Par Slim BEN YOUSSEF
Il faut rappeler ceci : le savoir et le connaître s’opposent dans leurs fins. Dans la Grèce antique, un « pédagogue » était l’esclave chargé de conduire l’enfant d’un point à un autre dans la cité. Le mener d’un code (linguistique, scientifique) à une norme (sociale, politique). C’était la pédagogie de la polis, totalement à l’opposé de celle de la philosophie. Socrate en fut le martyr. Connais-toi toi-même ? Je pense, donc je suis, lui répondra Descartes, des siècles plus tard.

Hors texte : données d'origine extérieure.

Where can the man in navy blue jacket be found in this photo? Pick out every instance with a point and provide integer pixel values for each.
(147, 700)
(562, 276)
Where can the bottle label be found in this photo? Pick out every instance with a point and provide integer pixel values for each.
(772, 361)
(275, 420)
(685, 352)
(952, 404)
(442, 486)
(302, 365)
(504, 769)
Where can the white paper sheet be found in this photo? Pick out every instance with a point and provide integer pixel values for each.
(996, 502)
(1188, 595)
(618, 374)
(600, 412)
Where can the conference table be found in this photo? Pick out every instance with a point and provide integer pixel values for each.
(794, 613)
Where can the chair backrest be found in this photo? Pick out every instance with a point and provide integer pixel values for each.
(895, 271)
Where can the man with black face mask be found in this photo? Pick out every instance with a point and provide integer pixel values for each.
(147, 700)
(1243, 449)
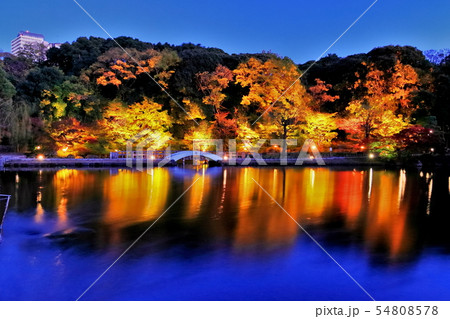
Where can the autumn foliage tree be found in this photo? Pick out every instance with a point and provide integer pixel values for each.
(384, 104)
(122, 123)
(274, 91)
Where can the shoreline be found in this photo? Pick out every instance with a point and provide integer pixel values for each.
(101, 162)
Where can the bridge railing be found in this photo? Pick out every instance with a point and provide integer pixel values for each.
(137, 154)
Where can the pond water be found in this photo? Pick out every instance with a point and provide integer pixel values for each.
(225, 238)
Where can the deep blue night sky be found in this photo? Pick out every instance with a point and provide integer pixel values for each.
(301, 30)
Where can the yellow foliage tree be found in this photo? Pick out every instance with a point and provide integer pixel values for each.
(122, 123)
(275, 90)
(385, 107)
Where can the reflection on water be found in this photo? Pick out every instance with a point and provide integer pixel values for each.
(390, 216)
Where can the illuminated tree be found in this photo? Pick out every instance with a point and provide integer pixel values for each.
(212, 84)
(122, 123)
(385, 104)
(275, 91)
(320, 95)
(69, 99)
(320, 127)
(73, 138)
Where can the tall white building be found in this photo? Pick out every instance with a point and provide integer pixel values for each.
(26, 39)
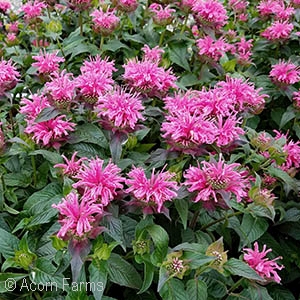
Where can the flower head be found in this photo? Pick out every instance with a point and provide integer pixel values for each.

Ceci pour dire : l’Éducation en Tunisie est en crise. Depuis les années 90, réformes après réformes, nous avons voulu moderniser, structurer, optimiser. Mais au lieu d’élever les esprits, nous avons enfermé l’apprentissage dans des carcans rigides qui étouffent la pensée critique et la créativité. Il est temps de repenser l’École, non comme une fabrique à diplômés adaptables, mais comme un espace de connaissance véritable, où le savoir devient une expérience émancipatrice et non une simple accumulation de données inertes. Cela passe avant toute chose par une refonte de la méthodologie pédagogique. L’apprentissage ne doit plus être une simple ingestion d’informations. Il doit former des esprits capables d’analyser, questionner et reconstruire le savoir. Il doit devenir une expérience de découverte, un dialogue permanent entre l’enseignant et l’enseigné. Encourager la réflexion critique, favoriser l’autonomie intellectuelle, donner à nos enfants la liberté d’expérimenter et de douter, mais aussi aiguiser leur inventivité, leur créativité et leur faculté d’imagination : voilà les piliers d’une réforme véritable.
Nous devons aussi questionner le rôle de l’évaluation. L’obsession des notes et des classements ne mesure ni l’intelligence ni la compréhension. Il faut des mécanismes plus souples qui valorisent la pensée originale et l’engagement personnel. L’échec ne doit pas non plus être une condamnation, mais une étape de l’apprentissage. Surtout, l’éducation doit être en prise avec le réel. Il faut ouvrir l’école au monde, permettre aux élèves de confronter leur savoir à la société, à l’histoire, à la culture, à la technologie. L’enseignement doit cesser d’être une bulle déconnectée de la vie et des mutations accélérées de notre époque.
Il est urgent d’opérer une rupture. D’autant plus que la vision réformiste de l’École s’inscrit dans une longue tradition de la pensée tunisienne : de Kheireddine Pacha à Mohamed Talbi en passant par Tahar Haddad, pour ne citer qu’eux. L’immense Ibn Khaldoun en est déjà le précurseur : il refusait une éducation qui formate au lieu d’éveiller l’esprit.
Réformer aujourd’hui l’Éducation, ce n’est pas seulement réécrire les programmes, c’est changer radicalement notre vision du savoir. Il ne faut plus former des individus automatisés et adaptables, mais des esprits libres et critiques.
L’École doit devenir un espace de résistance contre l’uniformisation et la pensée automatique. Autrement, nous continuerons à produire des générations qui savent sans connaître.